Marianne Plo.
Didier Delrieu
En 1952, dans l’un des cours de littérature qu’il dispensait sur les campus américains, Vladimir Nabokov définissait l’acte artistique par sa puissance de création d’univers. L’artiste n’était donc pas, selon lui, un penseur visuel, un illustrateur d’idées à la solde d’une quelconque vision mais un inventeur de mondes au moyen d’un simple jeu des formes. L’exotisme qui résulte de cet imaginaire dissident, c’est ce qui s’éprouve immédiatement face au travail de Marianne Plo. Il faut être un peu fatigué par certaines familiarités de la scène artistique contemporaine pour goûter dans sa pleine mesure la fraîcheur de cette œuvre.
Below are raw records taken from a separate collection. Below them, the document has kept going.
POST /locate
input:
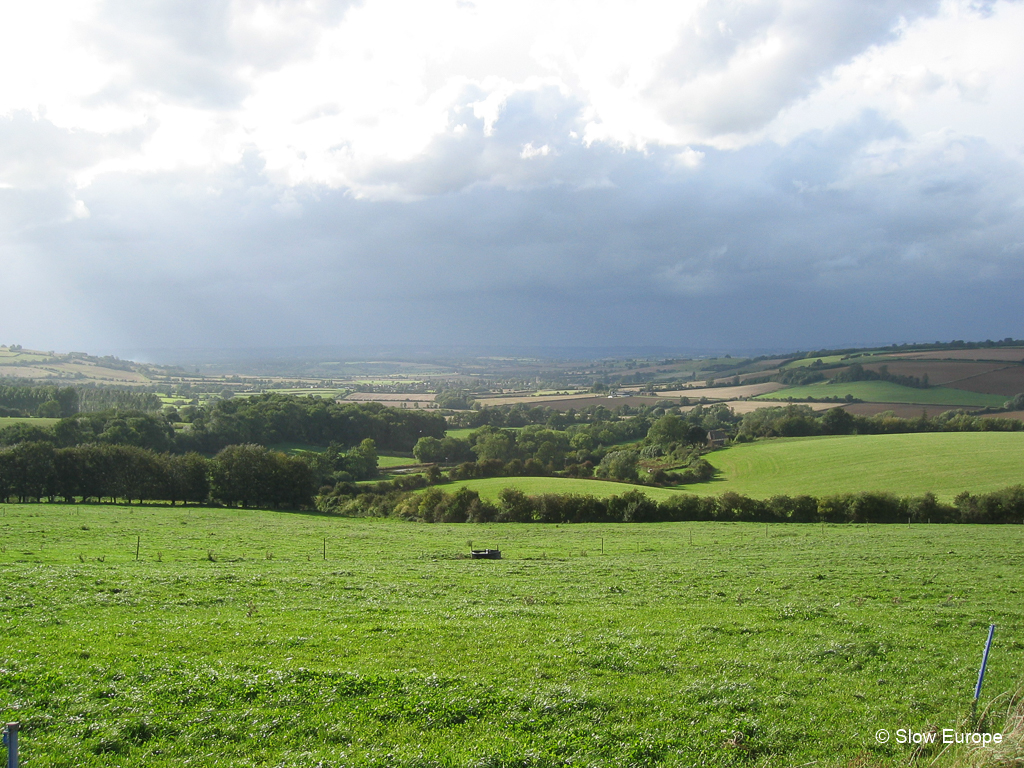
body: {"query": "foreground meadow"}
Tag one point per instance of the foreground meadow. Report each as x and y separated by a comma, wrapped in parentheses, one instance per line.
(231, 641)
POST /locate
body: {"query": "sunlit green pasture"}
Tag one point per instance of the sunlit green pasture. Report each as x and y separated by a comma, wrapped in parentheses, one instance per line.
(944, 463)
(231, 641)
(887, 391)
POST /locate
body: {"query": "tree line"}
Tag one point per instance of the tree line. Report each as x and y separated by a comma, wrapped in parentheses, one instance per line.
(263, 420)
(55, 402)
(245, 475)
(465, 505)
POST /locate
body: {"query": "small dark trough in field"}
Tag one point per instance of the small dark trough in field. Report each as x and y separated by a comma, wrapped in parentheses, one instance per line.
(486, 554)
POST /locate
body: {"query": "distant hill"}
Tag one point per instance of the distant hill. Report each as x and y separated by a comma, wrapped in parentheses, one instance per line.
(73, 368)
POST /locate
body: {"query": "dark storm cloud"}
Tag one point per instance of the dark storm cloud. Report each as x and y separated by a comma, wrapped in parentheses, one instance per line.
(510, 223)
(765, 246)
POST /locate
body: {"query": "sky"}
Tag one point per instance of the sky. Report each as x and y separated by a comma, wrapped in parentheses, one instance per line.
(733, 174)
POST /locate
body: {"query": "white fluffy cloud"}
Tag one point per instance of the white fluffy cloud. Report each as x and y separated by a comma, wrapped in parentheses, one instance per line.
(235, 158)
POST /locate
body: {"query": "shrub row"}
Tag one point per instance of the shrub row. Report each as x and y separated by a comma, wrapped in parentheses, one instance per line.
(465, 505)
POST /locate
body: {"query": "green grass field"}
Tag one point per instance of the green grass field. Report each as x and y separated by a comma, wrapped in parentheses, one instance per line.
(944, 463)
(886, 391)
(395, 651)
(394, 461)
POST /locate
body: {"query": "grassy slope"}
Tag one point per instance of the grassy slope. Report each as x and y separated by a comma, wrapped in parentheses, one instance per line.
(885, 391)
(393, 653)
(944, 463)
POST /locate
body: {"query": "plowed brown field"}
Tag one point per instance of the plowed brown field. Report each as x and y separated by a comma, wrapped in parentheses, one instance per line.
(1010, 354)
(902, 410)
(939, 372)
(1007, 381)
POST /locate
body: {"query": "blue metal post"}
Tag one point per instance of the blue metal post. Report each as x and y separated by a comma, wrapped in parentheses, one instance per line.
(10, 739)
(984, 663)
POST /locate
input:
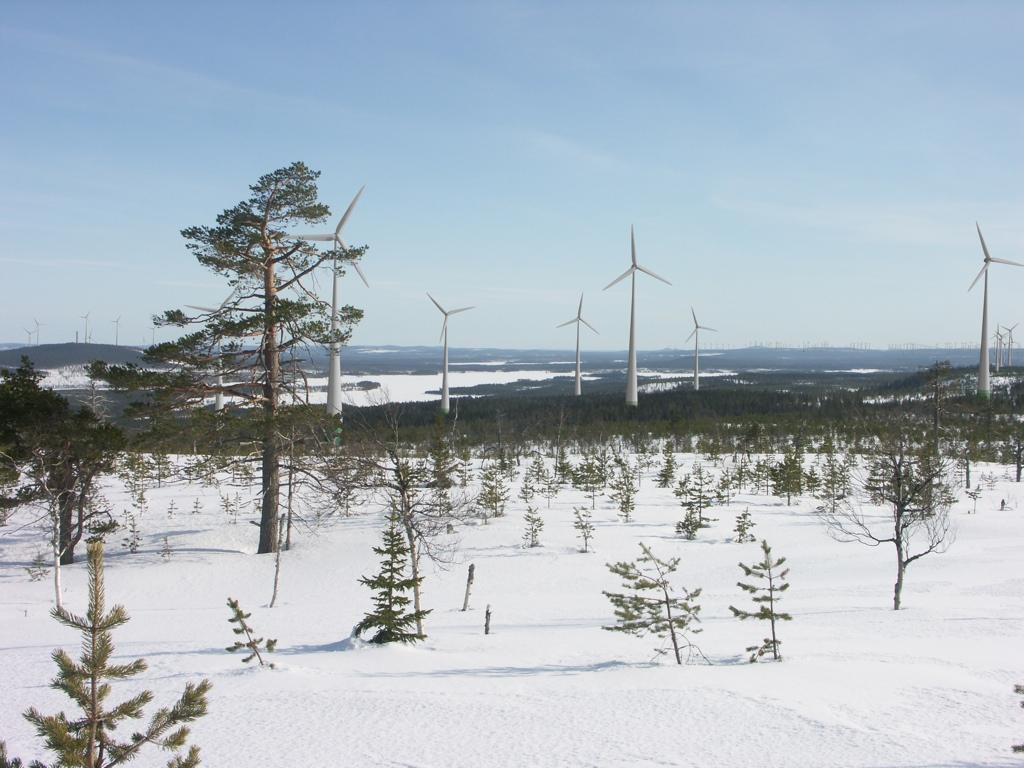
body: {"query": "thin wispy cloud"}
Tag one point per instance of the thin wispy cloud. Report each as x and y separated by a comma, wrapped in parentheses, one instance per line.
(48, 263)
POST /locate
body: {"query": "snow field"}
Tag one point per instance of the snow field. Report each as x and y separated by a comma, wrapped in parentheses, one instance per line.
(860, 684)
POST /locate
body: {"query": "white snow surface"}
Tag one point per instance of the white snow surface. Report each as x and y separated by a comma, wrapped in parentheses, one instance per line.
(860, 684)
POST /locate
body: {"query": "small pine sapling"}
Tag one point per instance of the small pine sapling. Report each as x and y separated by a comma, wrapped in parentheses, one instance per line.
(132, 537)
(689, 525)
(648, 605)
(89, 738)
(527, 489)
(624, 492)
(38, 570)
(743, 525)
(390, 615)
(583, 525)
(550, 486)
(766, 597)
(494, 493)
(535, 523)
(1019, 690)
(668, 472)
(252, 643)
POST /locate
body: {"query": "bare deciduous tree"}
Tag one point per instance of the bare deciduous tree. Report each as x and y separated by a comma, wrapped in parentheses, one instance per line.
(915, 491)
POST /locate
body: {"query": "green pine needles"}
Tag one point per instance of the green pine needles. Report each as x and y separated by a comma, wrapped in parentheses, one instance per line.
(390, 621)
(766, 594)
(648, 606)
(89, 739)
(252, 643)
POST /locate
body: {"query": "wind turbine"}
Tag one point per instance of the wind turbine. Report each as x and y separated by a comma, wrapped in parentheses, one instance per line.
(448, 313)
(983, 388)
(578, 320)
(334, 369)
(695, 335)
(1010, 344)
(631, 369)
(218, 396)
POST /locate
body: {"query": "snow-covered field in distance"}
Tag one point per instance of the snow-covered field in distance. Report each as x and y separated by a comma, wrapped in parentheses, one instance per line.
(860, 684)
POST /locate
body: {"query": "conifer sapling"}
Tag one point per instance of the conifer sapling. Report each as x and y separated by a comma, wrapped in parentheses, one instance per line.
(743, 524)
(535, 523)
(648, 606)
(89, 739)
(251, 643)
(390, 616)
(583, 525)
(766, 597)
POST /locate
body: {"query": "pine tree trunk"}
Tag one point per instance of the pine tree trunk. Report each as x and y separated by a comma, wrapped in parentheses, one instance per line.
(469, 586)
(271, 446)
(898, 590)
(414, 563)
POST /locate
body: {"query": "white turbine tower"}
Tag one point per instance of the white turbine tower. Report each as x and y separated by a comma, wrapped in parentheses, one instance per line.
(631, 368)
(695, 335)
(218, 396)
(334, 369)
(578, 320)
(448, 313)
(983, 387)
(1010, 344)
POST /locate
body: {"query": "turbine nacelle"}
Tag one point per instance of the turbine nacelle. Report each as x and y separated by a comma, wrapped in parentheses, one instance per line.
(335, 237)
(635, 266)
(988, 258)
(579, 318)
(446, 313)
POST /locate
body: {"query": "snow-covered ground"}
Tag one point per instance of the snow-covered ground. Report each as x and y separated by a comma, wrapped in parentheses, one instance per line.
(860, 684)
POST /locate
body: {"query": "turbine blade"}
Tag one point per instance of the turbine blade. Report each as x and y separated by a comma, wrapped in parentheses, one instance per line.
(348, 211)
(656, 276)
(359, 272)
(979, 275)
(622, 276)
(436, 304)
(982, 239)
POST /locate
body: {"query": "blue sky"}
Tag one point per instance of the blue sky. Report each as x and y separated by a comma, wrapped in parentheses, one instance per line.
(800, 171)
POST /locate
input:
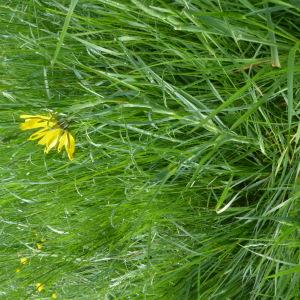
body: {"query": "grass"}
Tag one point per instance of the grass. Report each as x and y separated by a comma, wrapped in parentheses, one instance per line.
(185, 182)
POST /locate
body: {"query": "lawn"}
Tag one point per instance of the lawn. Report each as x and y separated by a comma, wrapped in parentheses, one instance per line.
(185, 182)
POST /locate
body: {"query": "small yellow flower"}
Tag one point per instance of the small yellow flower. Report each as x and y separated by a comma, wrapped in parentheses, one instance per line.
(24, 260)
(51, 134)
(40, 287)
(39, 246)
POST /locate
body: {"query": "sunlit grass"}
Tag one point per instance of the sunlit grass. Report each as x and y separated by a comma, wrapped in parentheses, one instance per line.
(185, 179)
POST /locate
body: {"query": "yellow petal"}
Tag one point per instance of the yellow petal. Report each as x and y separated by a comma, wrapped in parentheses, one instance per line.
(62, 141)
(36, 117)
(23, 260)
(70, 146)
(40, 287)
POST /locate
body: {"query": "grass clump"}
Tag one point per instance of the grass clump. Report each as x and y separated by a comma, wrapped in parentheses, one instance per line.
(185, 182)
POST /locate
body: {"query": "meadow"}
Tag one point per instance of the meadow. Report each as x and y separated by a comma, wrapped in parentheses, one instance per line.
(185, 179)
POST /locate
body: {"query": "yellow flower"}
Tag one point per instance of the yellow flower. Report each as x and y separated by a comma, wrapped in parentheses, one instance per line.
(40, 287)
(50, 134)
(39, 246)
(23, 260)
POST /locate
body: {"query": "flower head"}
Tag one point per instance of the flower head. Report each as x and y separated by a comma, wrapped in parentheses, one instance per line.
(23, 260)
(40, 287)
(51, 133)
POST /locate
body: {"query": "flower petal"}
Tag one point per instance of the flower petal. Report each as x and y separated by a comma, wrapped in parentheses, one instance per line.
(62, 141)
(41, 117)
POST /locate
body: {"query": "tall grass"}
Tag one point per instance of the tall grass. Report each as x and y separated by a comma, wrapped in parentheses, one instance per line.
(185, 182)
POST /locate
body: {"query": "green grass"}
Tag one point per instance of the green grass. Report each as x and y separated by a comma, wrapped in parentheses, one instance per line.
(185, 182)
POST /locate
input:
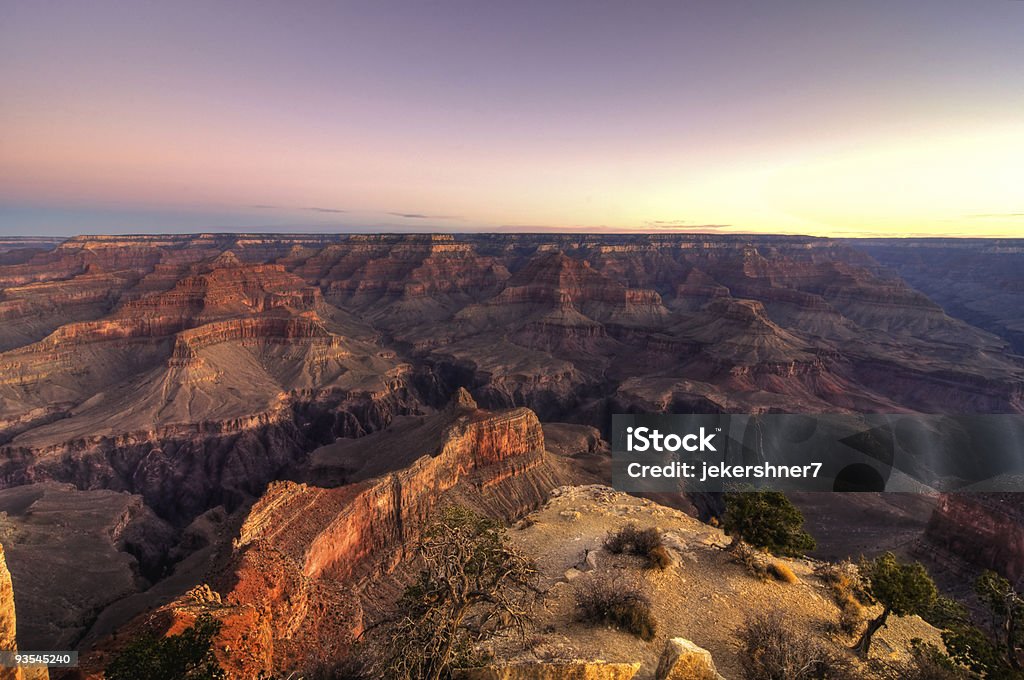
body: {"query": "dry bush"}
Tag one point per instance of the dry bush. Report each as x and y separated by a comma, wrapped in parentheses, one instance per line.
(642, 542)
(782, 572)
(659, 558)
(623, 605)
(752, 559)
(772, 651)
(844, 581)
(927, 663)
(849, 592)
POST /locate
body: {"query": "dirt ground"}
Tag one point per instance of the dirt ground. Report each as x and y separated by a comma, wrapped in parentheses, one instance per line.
(702, 596)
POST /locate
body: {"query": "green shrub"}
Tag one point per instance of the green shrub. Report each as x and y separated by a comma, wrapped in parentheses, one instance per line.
(767, 520)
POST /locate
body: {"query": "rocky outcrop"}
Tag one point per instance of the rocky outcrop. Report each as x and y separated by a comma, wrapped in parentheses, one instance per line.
(303, 552)
(8, 628)
(573, 670)
(985, 530)
(682, 660)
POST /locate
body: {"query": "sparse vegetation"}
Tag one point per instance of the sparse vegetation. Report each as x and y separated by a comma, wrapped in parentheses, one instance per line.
(623, 605)
(782, 572)
(767, 520)
(187, 655)
(644, 543)
(900, 588)
(772, 651)
(473, 585)
(849, 591)
(927, 663)
(760, 565)
(1007, 608)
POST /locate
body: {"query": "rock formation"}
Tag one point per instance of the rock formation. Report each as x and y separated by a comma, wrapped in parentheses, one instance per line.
(8, 629)
(194, 371)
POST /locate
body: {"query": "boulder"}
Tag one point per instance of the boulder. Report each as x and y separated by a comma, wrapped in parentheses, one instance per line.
(681, 660)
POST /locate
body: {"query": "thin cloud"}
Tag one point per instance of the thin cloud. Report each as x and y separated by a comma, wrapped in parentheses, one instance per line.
(422, 216)
(331, 210)
(262, 206)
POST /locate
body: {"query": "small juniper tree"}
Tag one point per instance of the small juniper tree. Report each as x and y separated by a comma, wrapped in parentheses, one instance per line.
(767, 520)
(187, 655)
(900, 588)
(1007, 607)
(473, 585)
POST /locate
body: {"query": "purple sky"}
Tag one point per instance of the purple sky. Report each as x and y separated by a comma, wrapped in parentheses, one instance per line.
(818, 117)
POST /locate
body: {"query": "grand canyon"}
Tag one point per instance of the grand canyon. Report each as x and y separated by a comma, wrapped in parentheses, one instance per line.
(260, 426)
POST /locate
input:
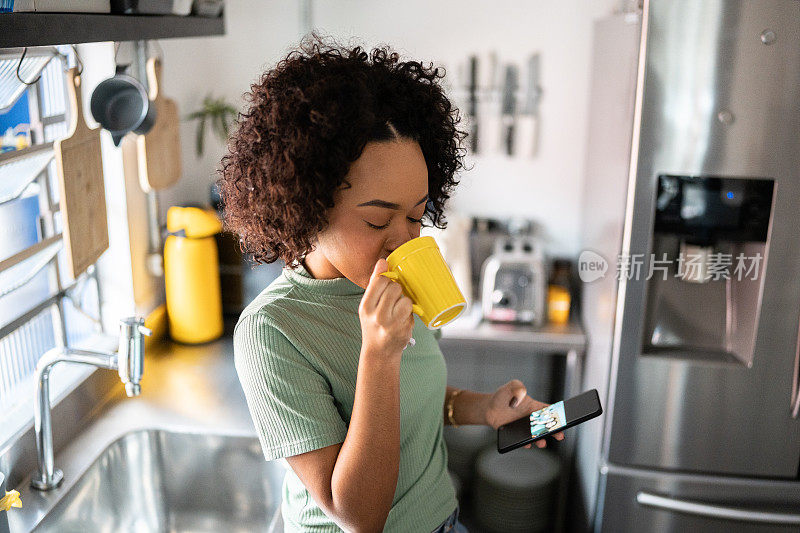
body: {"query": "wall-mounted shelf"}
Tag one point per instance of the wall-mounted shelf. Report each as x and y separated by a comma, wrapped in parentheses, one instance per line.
(40, 29)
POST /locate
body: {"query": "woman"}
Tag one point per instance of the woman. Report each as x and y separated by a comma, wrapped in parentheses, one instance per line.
(339, 159)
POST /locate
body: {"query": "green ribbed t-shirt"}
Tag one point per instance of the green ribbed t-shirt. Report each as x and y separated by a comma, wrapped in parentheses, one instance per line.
(297, 346)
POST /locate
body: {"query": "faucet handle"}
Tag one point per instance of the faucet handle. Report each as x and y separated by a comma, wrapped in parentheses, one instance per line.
(131, 353)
Ce qu’il y a de remarquable, tout d’abord, chez Marianne Plo, c’est la pluralité de ses supports : des carrés de soie, des pierres, des toiles, des papiers, des vidéos, du corps et même de l’air si l’on veut bien concevoir la musique comme sa forme esthétique privilégiée.
Pas un pays, donc, pas un champ d’application, mais plusieurs, et cela comme le premier signe d’une liberté qui me semble être le mot d’ordre (ou de désordre) de Marianne Plo.
Parmi tous ces supports, il en est un dans lequel s’incarne à merveille cette liberté : c’est le carré de soie. Matière hyper-souple que l’on peut à la fois porter, suspendre, caresser, chiffonner, accrocher et sur laquelle, en motifs variés, le figuratif alterne avec l’abstrait. Matière un peu folle et désobéissante qui, tout en se laissant faire, peut se défaire à chaque instant.
Parler avec Marianne, c’est entendre aussi cette pensée qui se défie de tout cadre. Elle le dit elle-même souvent : elle craint l’ennui et les convenances. Mépris des partis. Mépris des chapelles. Priorité donnée à l’étonnement plus qu’à la beauté canonique. Le kitch semble même parfois revendiqué. Il s’oppose ici, par sa charge comique et subversive, à toute assignation de goût. Mâchoires féroces peintes au pastel, cauchemars fluos, montagnes roses, marbre fluide… Les oxymores et les contrastes abondent dans ces peintures et dessins qui peuvent à la fois relever du fauvisme, de l’art abstrait, de l’expressionnisme, de l’impressionnisme ou du surréalisme. Là encore, quelle liberté dans les styles.
Suivre Marianne, c’est accepter le hors-piste et les embardées, vouloir être décollé, décorellé du réel et comme presque délesté de toute analogie ordinaire. Avec cette artiste, toute gravité semble douce. Le voyage avance, un peu trompeur : on y connait des enfers de glucose et des paradis brûlants. Enfin, nous y sommes : c’est le plein coeur d’une angoisse pétillante.